Mu Qing thinks that maybe by this point he should hate alcohol. That maybe he should push it away, a reminder of things best left forgotten. He doesn’t. He’d brought pear wine, sweet and cold, and over the course of the evening both he and Xie Lian had gotten pleasantly drunk on it, their conversation turning giggly and loud as the light went golden and serious again as it faded; at some point they had moved to the bed, lying on their sides. Face to face. 

“Did he ever,” Mu Qing begins, and stops, and starts again. “We— we left you alone with him so many times.” 

There’s only one him who they could be speaking of now. They have not spoken of him often. 

“You didn’t,” says Xie Lian. He’s being gentle and it’s awful. “It was as much my fault as yours back then, I’ve told you—” 

“Not like that,” Mu Qing says. “When he was— when he was being the emperor.
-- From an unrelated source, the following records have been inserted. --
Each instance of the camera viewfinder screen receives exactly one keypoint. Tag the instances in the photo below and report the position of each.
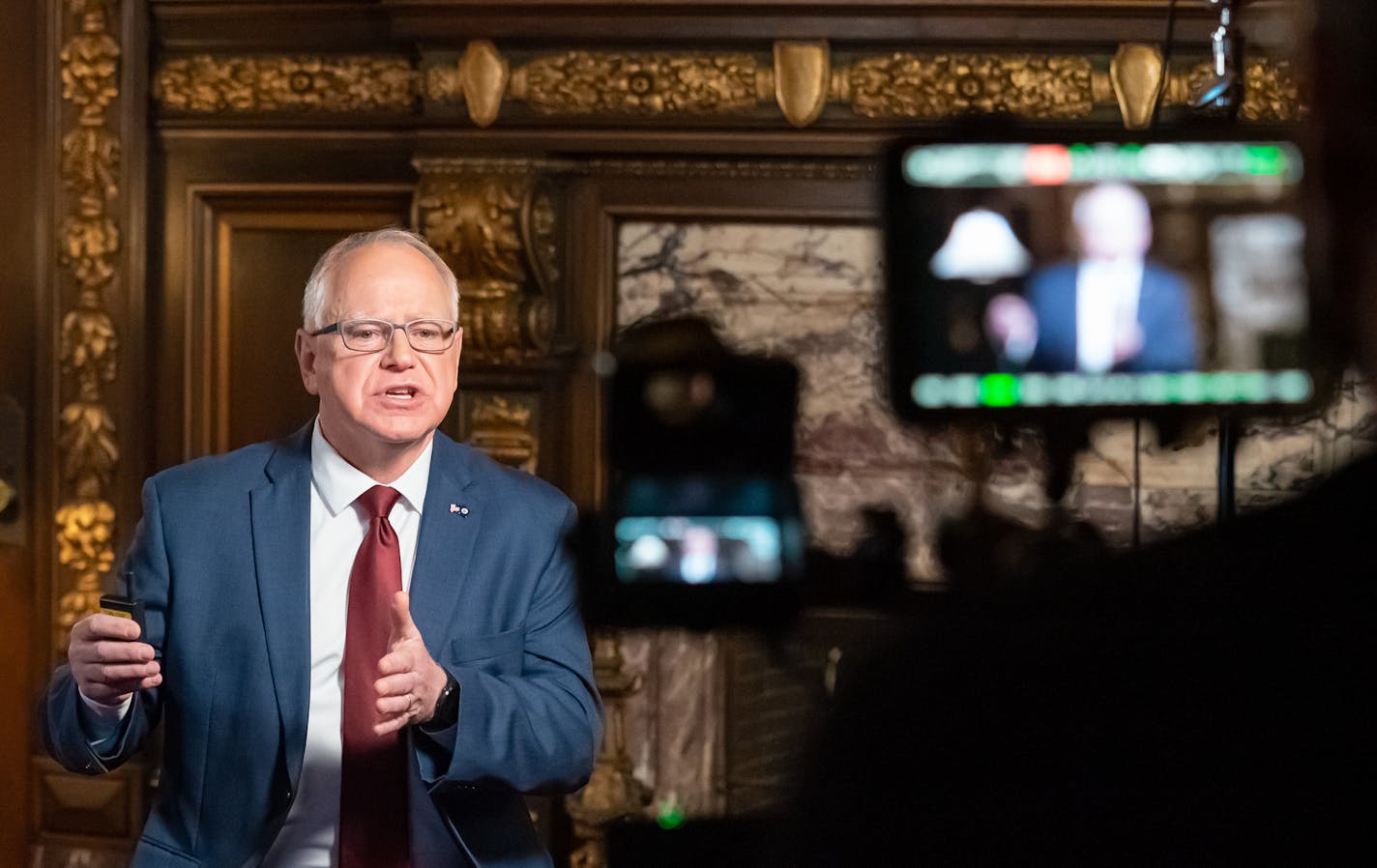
(698, 549)
(1098, 275)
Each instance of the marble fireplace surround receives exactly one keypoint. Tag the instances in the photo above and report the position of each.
(810, 293)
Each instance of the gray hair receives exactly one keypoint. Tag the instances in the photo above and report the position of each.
(318, 285)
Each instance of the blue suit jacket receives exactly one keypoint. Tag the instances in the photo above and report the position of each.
(1163, 312)
(220, 560)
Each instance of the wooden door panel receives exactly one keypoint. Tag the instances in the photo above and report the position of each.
(252, 250)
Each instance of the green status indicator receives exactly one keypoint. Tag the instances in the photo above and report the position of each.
(999, 390)
(1266, 159)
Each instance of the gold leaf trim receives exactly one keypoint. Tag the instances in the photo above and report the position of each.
(939, 85)
(659, 84)
(638, 83)
(285, 83)
(86, 549)
(88, 253)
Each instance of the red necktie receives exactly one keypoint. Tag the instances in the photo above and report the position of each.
(373, 813)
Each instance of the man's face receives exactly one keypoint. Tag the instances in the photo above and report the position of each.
(1114, 223)
(380, 406)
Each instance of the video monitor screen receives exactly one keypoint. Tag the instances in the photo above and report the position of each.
(1103, 275)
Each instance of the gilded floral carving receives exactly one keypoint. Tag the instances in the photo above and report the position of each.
(494, 224)
(90, 65)
(638, 83)
(88, 247)
(503, 428)
(86, 548)
(947, 84)
(279, 83)
(665, 84)
(1272, 91)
I don’t know if he...” 

They have not, in fact, spoken of him like this before at all. Mu Qing trails off: not knowing how to ask, not knowing if he should ask. Not knowing what he’ll do, if the answer is no. Not knowing what he’ll do, if the answer is yes. 

“Oh,” says Xie Lian. He looks away; his fingers twist in the dark. “It wasn’t— like that, really. He didn’t touch me at all. But— even when he didn’t—”

“But like even when he didn’t, he always could.” Mu Qing swallows. “Or like— like he didn’t have to touch you, to touch you.” 

“And like he liked that he didn’t have to,” says Xie Lian, softly. 

“Like he knew you’d jump for it whether he did anything or not.” There’s something thick still in Mu Qing’s throat, like his voice is trying to stop itself. 

“Like he liked watching you jump,” Xie Lian agrees. “En. That’s exactly how it was.”